30 Year Fixed Mortgage Rate

The fixed mortgage rate is by far the most commonly used types of mortgage rates as it allows you to budget the amount in, and also know exactly what you’re paying. Of this type of mortgage rate the 30 year fixed mortgage rate is one of the most popular.

The 30 year fixed mortgage rate comes with a few advantages and disadvantages. The main advantage is the lower monthly payment you will have to make, due to the fact that your mortgage is stretched over such a long period of time. The main disadvantage is that your interest rate will be higher, so you end up paying more interest, the reason for this is because it’s a higher risk for your borrower as interest rates rise and fall. So you will pay a higher interest rate because down the line the interest rate might climb very high and even tho your payments remain the same, your borrower has to provision for this.

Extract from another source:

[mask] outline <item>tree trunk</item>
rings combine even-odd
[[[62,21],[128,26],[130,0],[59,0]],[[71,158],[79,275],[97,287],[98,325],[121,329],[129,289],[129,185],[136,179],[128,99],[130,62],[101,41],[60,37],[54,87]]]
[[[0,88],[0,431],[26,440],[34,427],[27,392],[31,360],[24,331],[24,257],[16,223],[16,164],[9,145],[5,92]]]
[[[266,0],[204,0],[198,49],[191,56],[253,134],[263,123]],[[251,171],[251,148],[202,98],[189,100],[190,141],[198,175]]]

During the first initial period of your payments, you will be paying mostly towards the interest and not your principal of your 30 year fixed mortgage rate. This is because in the initial phase of any mortgage you will pay much less but it will gradually normalize, however because the interest rate is so high for 30 year fixed mortgage rates, you still will end up paying a large sum and the majority of the mortgage payment, for the interest.

If your seeking for a low payment every month on your mortgage rate and don’t mind paying extra for interest in the long run then the 30 year fixed mortgage rate is the option for you, it allows you to know exactly how much you need to pay each month, and spread your mortgage over a long period to minimize monthly payments as much as possible, leaving you with more to enjoy your new home.